The Supreme Court is expected to rule by the end of June in NRSC v. FEC, the National Republican Senatorial Committee's challenge to limits on how much a party committee can spend in coordination with its own candidates 1. Those limits sit in the Federal Election Campaign Act (FECA), the 1971 statute that governs US campaign finance, and are enforced by the Federal Election Commission (FEC). The case was argued on 9 December 2025.
At argument, Justice Brett Kavanaugh said the caps had weakened parties relative to outside groups, and the conservative majority signalled it was ready to strike them 2. The mechanism decides the stakes.
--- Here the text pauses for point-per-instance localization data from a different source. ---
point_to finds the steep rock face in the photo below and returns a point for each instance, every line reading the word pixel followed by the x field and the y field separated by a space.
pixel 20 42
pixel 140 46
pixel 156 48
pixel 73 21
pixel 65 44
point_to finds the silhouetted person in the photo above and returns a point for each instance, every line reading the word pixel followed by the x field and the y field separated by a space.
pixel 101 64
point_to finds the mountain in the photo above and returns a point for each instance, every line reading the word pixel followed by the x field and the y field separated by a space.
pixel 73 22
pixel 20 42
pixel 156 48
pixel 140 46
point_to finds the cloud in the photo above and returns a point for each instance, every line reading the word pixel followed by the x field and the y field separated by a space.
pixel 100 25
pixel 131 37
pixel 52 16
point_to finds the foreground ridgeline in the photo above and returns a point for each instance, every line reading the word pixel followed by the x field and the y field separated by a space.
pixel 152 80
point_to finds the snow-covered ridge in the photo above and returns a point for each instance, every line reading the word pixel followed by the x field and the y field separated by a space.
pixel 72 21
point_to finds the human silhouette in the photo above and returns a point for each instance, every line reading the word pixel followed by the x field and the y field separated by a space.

Today a super PAC, a group that raises unlimited money but cannot legally coordinate with a campaign, must run a parallel operation. That is why the Senate Leadership Fund, the main Republican Senate super PAC, builds its own $342 million plan rather than handing the cash to candidates . An independent expenditure (IE) is spending that backs a candidate without the campaign's involvement, and the firewall between the two is what the caps police.
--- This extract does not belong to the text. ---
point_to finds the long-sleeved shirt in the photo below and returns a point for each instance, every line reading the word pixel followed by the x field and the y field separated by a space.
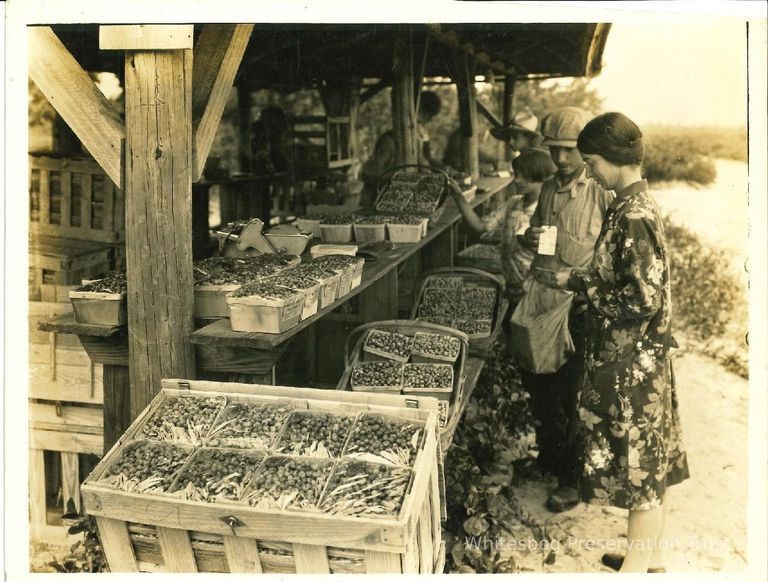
pixel 577 209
Strike the caps and the NRSC, the NRCC, the DSCC and the DCCC, the four party campaign committees, could all spend without limit in direct consultation with named candidates: same message, same targeting, no firewall. The Democratic committee-cash lead, the $12.6 million edge the DCCC banked over the NRCC , rests on the assumption that parties can spend only within the caps. Remove them and a fundraising advantage stops being a structural one, because Republicans could match it through direct coordination instead.
The Sixth Circuit, the federal appellate court for Michigan, Ohio, Kentucky and Tennessee, upheld the law before The Supreme Court took the case. The justices could rule narrowly rather than abolishing the limits outright, and the opinion had not issued at publication.